A musical note has a frequency of $440\text{ Hz}$. If the speed of sound in air is $340\text{ m/s}$, calculate the wavelength of the sound wave.

$\lambda = \frac{v}{f} = \frac{340\text{ m/s}}{440\text{ Hz}} \approx 0.77\text{ m}$

Using the wave equation $v = f\lambda$, we rearrange to solve for wavelength $\lambda$. Dividing the speed of sound by the frequency gives the distance between consecutive compressions.

A ship sends an ultrasound pulse to the seabed to determine the depth of the ocean. The pulse is reflected back and detected $1.2\text{ seconds}$ later. If the speed of sound in seawater is $1500\text{ m/s}$, what is the depth of the ocean?

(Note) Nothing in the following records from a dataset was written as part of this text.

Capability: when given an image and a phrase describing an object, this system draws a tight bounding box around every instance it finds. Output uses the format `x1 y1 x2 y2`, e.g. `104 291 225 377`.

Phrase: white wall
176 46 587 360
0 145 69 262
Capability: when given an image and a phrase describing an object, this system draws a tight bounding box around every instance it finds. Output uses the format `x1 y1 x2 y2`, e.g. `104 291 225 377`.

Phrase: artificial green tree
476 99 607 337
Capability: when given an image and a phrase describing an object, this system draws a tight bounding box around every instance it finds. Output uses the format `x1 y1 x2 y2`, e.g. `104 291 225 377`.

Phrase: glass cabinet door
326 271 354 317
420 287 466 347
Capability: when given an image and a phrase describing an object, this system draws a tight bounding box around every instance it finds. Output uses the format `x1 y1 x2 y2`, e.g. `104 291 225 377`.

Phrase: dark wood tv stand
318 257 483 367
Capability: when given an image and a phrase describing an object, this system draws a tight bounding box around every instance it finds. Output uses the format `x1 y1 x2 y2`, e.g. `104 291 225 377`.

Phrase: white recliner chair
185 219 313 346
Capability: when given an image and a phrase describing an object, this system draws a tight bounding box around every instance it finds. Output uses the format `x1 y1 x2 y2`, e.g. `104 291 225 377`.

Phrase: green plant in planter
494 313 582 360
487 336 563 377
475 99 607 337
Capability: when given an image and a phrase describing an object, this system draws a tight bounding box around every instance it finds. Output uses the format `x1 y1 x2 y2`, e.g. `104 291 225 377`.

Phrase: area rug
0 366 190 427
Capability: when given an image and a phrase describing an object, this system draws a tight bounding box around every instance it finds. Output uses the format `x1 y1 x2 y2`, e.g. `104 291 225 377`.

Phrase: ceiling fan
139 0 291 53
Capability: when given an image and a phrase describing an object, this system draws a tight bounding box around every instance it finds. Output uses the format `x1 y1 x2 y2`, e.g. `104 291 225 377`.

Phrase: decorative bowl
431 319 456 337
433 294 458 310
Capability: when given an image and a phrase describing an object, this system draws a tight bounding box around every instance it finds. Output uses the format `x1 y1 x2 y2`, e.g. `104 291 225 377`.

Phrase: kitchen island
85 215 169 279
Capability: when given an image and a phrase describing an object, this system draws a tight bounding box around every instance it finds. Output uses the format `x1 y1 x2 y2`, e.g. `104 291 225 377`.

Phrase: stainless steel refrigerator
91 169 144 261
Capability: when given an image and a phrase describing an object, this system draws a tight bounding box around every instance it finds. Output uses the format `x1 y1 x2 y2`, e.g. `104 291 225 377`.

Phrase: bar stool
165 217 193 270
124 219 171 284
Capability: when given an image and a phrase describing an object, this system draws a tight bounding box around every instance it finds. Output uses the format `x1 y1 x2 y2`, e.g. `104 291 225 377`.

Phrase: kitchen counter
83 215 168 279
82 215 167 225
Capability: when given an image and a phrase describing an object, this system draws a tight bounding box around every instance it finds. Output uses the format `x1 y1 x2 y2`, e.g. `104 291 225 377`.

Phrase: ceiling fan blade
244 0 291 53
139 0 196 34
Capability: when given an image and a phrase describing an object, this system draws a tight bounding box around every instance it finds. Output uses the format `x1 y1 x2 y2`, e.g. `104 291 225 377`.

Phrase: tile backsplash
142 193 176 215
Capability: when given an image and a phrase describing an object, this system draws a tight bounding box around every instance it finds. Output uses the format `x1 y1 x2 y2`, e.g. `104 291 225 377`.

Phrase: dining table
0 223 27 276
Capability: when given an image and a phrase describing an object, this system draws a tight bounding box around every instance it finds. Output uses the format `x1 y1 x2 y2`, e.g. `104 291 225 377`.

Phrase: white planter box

$d = \frac{v \times t}{2} = \frac{1500\text{ m/s} \times 1.2\text{ s}}{2} = 900\text{ m}$

Since the sound travels to the seabed and back, the total distance covered is $2d$. We use the formula $2d = v \times t$ and divide by $2$ to find the one-way distance (depth).

Calculate the period ($T$) of a sound wave that has a frequency of $2\text{ kHz}$.

$T = \frac{1}{f} = \frac{1}{2000\text{ Hz}} = 0.0005\text{ s} = 0.5\text{ ms}$

The period is the reciprocal of the frequency. First, convert $2\text{ kHz}$ to $2000\text{ Hz}$, then apply the formula $T = \frac{1}{f}$.